Documentaire sur Histoire à 20 h 40
En 1943, 86 hommes et femmes juifs ont été sélectionnés et tués par des nazis à des fins d’expérimentation médicale (vendredi 11 mars, à 20 h 40, sur Histoire).
Peu après la libération de Strasbourg, en novembre 1944, on demanda à Léonard Singer de sortir des cadavres du sous-sol de l’institut d’anatomie de la Reichsuniversität de Strasbourg. Celui qui deviendra professeur de psychiatrie décrit, des années plus tard, devant la caméra, ce qu’il a vu : des quartiers de corps humains nageant dans le formol. Qui étaient ces personnes ? Comment leurs corps étaient-ils arrivés là ?
Pendant longtemps, seul le nom de Menachem Taffel fut connu. Le matricule 107 969 tatoué sur son bras gauche permit de l’identifier. Les réalisateurs Emmanuel Heyd et Raphaël Toledano racontent comment l’historien et journaliste allemand Hans-Joachim Lang a retrouvé le nom des 86 en 2003.

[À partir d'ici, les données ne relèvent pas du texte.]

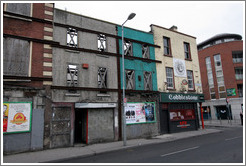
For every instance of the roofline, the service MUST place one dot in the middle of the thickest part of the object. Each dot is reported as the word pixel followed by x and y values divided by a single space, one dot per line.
pixel 173 31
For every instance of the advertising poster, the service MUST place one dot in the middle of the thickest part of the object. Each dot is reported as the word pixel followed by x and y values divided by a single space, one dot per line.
pixel 140 113
pixel 17 117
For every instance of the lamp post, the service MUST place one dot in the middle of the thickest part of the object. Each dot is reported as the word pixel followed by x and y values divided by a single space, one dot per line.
pixel 131 16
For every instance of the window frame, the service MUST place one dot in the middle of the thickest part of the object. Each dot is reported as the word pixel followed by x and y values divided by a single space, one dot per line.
pixel 168 47
pixel 173 82
pixel 187 52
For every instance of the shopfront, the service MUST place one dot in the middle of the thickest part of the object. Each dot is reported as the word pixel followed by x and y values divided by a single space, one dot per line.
pixel 179 112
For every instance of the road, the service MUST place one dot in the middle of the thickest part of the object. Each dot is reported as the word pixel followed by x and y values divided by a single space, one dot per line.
pixel 223 147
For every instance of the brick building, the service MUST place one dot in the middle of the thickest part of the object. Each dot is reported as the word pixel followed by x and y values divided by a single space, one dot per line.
pixel 221 62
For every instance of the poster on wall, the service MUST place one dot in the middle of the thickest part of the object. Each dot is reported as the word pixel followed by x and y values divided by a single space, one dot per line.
pixel 140 113
pixel 179 67
pixel 17 117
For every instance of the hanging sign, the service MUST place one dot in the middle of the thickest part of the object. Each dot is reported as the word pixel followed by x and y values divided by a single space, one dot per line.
pixel 179 67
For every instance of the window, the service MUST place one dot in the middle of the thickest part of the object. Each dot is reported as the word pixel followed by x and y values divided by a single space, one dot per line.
pixel 16 57
pixel 187 51
pixel 72 75
pixel 167 47
pixel 240 90
pixel 102 77
pixel 219 76
pixel 169 75
pixel 190 80
pixel 72 37
pixel 147 80
pixel 101 42
pixel 128 48
pixel 210 78
pixel 237 56
pixel 130 79
pixel 19 8
pixel 239 73
pixel 145 51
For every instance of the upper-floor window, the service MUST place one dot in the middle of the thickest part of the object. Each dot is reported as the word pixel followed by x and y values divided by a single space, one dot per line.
pixel 145 51
pixel 147 80
pixel 16 57
pixel 237 56
pixel 101 42
pixel 128 48
pixel 187 51
pixel 170 79
pixel 190 80
pixel 72 75
pixel 19 8
pixel 102 77
pixel 219 76
pixel 210 78
pixel 130 79
pixel 167 46
pixel 72 37
pixel 239 73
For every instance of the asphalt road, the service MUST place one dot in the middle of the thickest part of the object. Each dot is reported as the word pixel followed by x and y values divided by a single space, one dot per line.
pixel 223 147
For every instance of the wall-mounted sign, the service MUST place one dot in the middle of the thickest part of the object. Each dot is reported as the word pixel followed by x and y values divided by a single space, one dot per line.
pixel 17 117
pixel 231 92
pixel 180 97
pixel 179 67
pixel 140 113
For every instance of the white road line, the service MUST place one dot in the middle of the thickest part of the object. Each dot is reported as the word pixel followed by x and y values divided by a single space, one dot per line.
pixel 228 139
pixel 180 151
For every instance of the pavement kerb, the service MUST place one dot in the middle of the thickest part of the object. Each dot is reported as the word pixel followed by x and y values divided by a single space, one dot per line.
pixel 143 142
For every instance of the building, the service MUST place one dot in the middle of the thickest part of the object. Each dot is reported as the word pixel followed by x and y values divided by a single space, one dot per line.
pixel 140 83
pixel 27 32
pixel 221 62
pixel 178 80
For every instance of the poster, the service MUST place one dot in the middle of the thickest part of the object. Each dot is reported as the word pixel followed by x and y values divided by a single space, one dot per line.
pixel 17 117
pixel 140 113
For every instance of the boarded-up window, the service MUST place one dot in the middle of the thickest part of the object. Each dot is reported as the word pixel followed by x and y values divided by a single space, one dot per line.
pixel 16 57
pixel 19 8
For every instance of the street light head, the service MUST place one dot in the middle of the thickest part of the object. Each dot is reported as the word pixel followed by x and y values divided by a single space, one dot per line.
pixel 131 16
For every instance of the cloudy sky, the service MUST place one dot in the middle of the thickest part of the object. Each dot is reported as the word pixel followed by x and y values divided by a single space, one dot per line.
pixel 199 19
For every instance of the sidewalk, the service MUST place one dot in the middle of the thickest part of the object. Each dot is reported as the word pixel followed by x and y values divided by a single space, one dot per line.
pixel 53 155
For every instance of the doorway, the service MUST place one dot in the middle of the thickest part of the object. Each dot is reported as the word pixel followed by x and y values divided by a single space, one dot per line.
pixel 80 133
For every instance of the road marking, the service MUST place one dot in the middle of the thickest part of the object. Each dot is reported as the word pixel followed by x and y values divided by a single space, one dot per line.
pixel 228 139
pixel 180 151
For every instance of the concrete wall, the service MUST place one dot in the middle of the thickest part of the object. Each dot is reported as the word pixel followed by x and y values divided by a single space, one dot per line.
pixel 177 40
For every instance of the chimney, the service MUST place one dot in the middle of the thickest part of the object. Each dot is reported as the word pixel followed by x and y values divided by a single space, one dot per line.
pixel 174 28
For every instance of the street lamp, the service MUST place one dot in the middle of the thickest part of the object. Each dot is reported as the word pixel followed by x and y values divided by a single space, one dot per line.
pixel 123 79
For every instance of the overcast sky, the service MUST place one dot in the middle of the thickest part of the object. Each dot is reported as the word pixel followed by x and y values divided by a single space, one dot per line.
pixel 199 19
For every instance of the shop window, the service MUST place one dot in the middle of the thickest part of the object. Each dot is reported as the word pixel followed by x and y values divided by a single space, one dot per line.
pixel 101 42
pixel 145 51
pixel 190 80
pixel 237 57
pixel 102 77
pixel 72 37
pixel 72 75
pixel 147 80
pixel 187 51
pixel 184 114
pixel 167 46
pixel 128 48
pixel 19 8
pixel 240 90
pixel 239 73
pixel 130 79
pixel 16 57
pixel 170 79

L’anthropologue SS Bruno Beger fut envoyé à Auschwitz en juin 1943 pour y sélectionner les détenus qui feraient l’objet d’expérimentations médicales
Vivant à Tübingen, celui-ci découvre dans les années 1990 que le professeur August Hirt a demeuré dans sa ville entre 1944 et 1945, après avoir quitté Strasbourg, où il enseignait l’anatomie. Le professeur Hirt, gueule cassée de la Grande Guerre, terrorisait ses étudiants alsaciens. Lors de l’inauguration de la Reichsuniversität, le 23 novembre 1941, il fit la rencontre de Wolfram Sievers, l’un des directeurs de l’Ahnenerbe, un institut de recherche dont le but était de prouver la validité des théories nazies sur la supériorité des « Aryens ». Deux semaines plus tard, l’assistant d’Hirt, l’anthropologue SS Bruno Beger, proposa à Sievers « l’acquisition de crânes juifs à visée de recherche anthropologique ».
Beger fut ensuite envoyé à Auschwitz en juin 1943 pour y sélectionner les détenus qui feraient l’objet d’expérimentations médicales. Le départ d’Auschwitz eut lieu le 30 juillet 1943, les 86 (57 hommes et 29 femmes) arrivèrent au Struthof, en Alsace, trois jours plus tard et furent gazés.
Les cadavres furent ensuite conduits à la Reichsuniversität. Un assistant du professeur Hirt, Henri Henrypierre, comprit que la cause de leur mort était criminelle : il releva secrètement les matricules tatoués sur leurs avant-bras. Cette liste permit à Hans-Joachim Lang de retrouver leurs noms.
Filmé assis sur une chaise dans une pièce sombre d’un bloc du camp d’Auschwitz, l’historien allemand raconte comment il est allé à la rencontre des descendants de certaines victimes. L’homme que l’on devine tourmenté finit par livrer ses interrogations : fallait-il tout leur dire au risque de remuer le couteau dans la plaie ?
Montage astucieux
Sa pudeur et son débit lent font écho aux plans que proposent Emmanuel Heyd et Raphaël Toledano : leur caméra s’est arrêtée là sur une fenêtre d’un bloc, ici sur un corridor froid. Les silences et les fonds noirs ponctuent avec justesse les précisions qu’il apporte sur ce crime. L’absence de narration est compensée par un montage astucieux. En réussissant à créer une tension entre les images et les propos, les réalisateurs offrent un point de vue cinématographique que l’on retrouve rarement dans les documentaires.
Il faut attendre le générique de fin pour découvrir les noms de ceux qui ont été interrogés. Sont dévoilées l’identité des historiens, des acteurs de la mémoire, mais aussi des prisonniers du Struthof qui ont survécu. Cette subtile mise en abyme conclut ce film dont le message est évident : si l’horreur des crimes nazis est indépassable, c’est aussi parce que rien n’est plus tragique qu’un mort sans nom.
Le Nom des 86, d’Emmanuel Heyd et Raphaël Toledano (Fr., 2014, 55 min). Vendredi 11 mars, à 20 h 40, sur Histoire.